"Os anos 1990, Ceilândia era um lugar que o governo não dava atenção. A criminalidade era quem ditava a lei e a capoeira foi um escape. Ela me livrou de muita coisa naquela época e decidi ensinar outros adolescentes a fim de resgatá-los." O relato é do Mestre Mancha, que há décadas vem desenvolvendo trabalhos sociais com a arte marcial associada à dança, em Ceilândia. Mancha é presidente do Instituto Mãe África, localizado na Área Especial entre Ceilândia Norte e o P Norte, onde mora.
Além de levar a capoeira para jovens de todo o DF, juntamente aos valores da luta e o legado da história da população negra no Brasil, o instituto também promove eventos culturais, cursos de capacitação com costura e artesanato e outras ações sociais, como entrega de cestas básicas durante o duro período da pandemia.

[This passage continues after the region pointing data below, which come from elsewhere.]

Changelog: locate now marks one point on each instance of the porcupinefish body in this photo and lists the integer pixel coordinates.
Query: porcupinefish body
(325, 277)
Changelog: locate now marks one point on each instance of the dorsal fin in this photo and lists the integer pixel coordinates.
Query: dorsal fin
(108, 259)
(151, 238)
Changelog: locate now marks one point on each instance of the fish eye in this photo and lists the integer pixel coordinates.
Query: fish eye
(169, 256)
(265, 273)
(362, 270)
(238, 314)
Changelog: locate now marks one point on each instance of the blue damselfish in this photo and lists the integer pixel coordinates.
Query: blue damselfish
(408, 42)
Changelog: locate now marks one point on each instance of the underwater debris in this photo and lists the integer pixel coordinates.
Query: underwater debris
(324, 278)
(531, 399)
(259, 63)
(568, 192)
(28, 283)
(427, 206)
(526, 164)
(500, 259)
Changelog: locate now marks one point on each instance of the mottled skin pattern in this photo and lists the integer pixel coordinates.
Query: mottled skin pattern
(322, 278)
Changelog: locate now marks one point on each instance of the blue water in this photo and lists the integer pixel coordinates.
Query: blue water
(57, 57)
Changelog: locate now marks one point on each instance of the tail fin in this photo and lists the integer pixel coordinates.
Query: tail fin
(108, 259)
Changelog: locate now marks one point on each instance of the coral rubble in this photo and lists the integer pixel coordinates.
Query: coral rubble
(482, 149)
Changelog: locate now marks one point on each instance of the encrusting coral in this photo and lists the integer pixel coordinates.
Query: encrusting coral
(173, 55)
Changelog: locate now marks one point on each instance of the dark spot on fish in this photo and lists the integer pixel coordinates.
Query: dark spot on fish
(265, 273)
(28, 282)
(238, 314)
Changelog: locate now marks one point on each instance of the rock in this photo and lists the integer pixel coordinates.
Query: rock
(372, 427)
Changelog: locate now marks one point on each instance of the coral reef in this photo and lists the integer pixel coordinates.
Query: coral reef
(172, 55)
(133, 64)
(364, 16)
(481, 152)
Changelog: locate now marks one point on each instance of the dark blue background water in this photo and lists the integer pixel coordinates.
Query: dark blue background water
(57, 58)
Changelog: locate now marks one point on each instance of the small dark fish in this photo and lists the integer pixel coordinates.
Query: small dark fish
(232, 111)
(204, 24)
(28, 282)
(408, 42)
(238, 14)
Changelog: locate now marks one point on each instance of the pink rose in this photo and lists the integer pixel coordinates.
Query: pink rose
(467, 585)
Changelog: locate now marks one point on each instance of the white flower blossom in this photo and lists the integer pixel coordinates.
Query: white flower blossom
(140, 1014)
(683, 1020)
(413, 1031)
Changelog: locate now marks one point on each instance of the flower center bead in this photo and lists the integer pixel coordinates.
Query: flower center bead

O Mãe África foi fundado em 2008, mas a história do mestre com a capoeira é mais longeva do que isso. Ele pratica a arte desde os anos 1980, quando chegou a Ceilândia para morar. Em 1997, passou a dar aulas de capoeira para estudantes do Centro de Ensino Médio 11, no P Norte, trabalho que lhe rendeu uma premiação concedida pela Organização das Nações Unidas para a Educação, a Ciência e a Cultura (Unesco).
Ao lado dos alunos, levou o nome de Ceilândia para 17 estados, além de Nova York, Nova Jersey e Filadélfia, cidades norte-americanas. O prestígio internacional fez com que recebesse convites para ir morar fora do país, algo que ele nunca aceitou. "Não saio de Ceilândia", ressalta. "Fiz questão de colocar 'Ceilândia-DF' na logomarca da Ginga Ativa, roda de capoeira que temos no instituto."
A capoeira faz parte da história da cidade. O Sol Nascente, que até pouco tempo atrás fazia parte de Ceilândia, recebeu o nome da roda de capoeira que Mancha comandou na região entre 1986 e 2018, até se formar mestre na luta.
Confira o especial Ceilândia 51 anos
Hoje, com 43 anos, o filho de pernambucanos conta que o governo dá mais atenção para a cidade, que não é mais a mesma de antigamente, mas que o preconceito das pessoas de outras cidades ainda é significativo. "Essa barreira precisa ser quebrada constantemente. Ceilândia precisa de mais visibilidade e apoio para nossa cultura. Além do povo trabalhador e com garra, a classe artística é a que divulga mais o lado positivo da cidade", constata.
Adolescentes
Jânio é mestre na Associação Brasileira de Capoeira Arte Luanda, localizada no Setor P Sul, há 25 anos. Lá, ele leva a arte para crianças e adolescentes da comunidade, incluindo pessoas com síndrome de Down e autismo. Hoje, com 55 anos, Mestre Jânio chegou à cidade quando ela tinha apenas 2 anos de existência. "Era só buraco, não tinha água e nem infraestrutura básica. Eu vi Ceilândia crescer", rememora o capoeirista, que é oficial da reserva da Polícia Militar do DF.
Além do Arte Luanda, Mestre Jânio levou a capoeira para projetos sociais promovidos pela Secretaria de Segurança Pública na própria Ceilândia, no Paranoá e no Itapoã, sempre com foco em crianças e adolescentes. Para a cidade aniversariante, ele deseja mais investimentos no esporte, "uma prevenção contra a proliferação das drogas", segundo ele, que declara: "Não me vejo morando em outro lugar. É amor".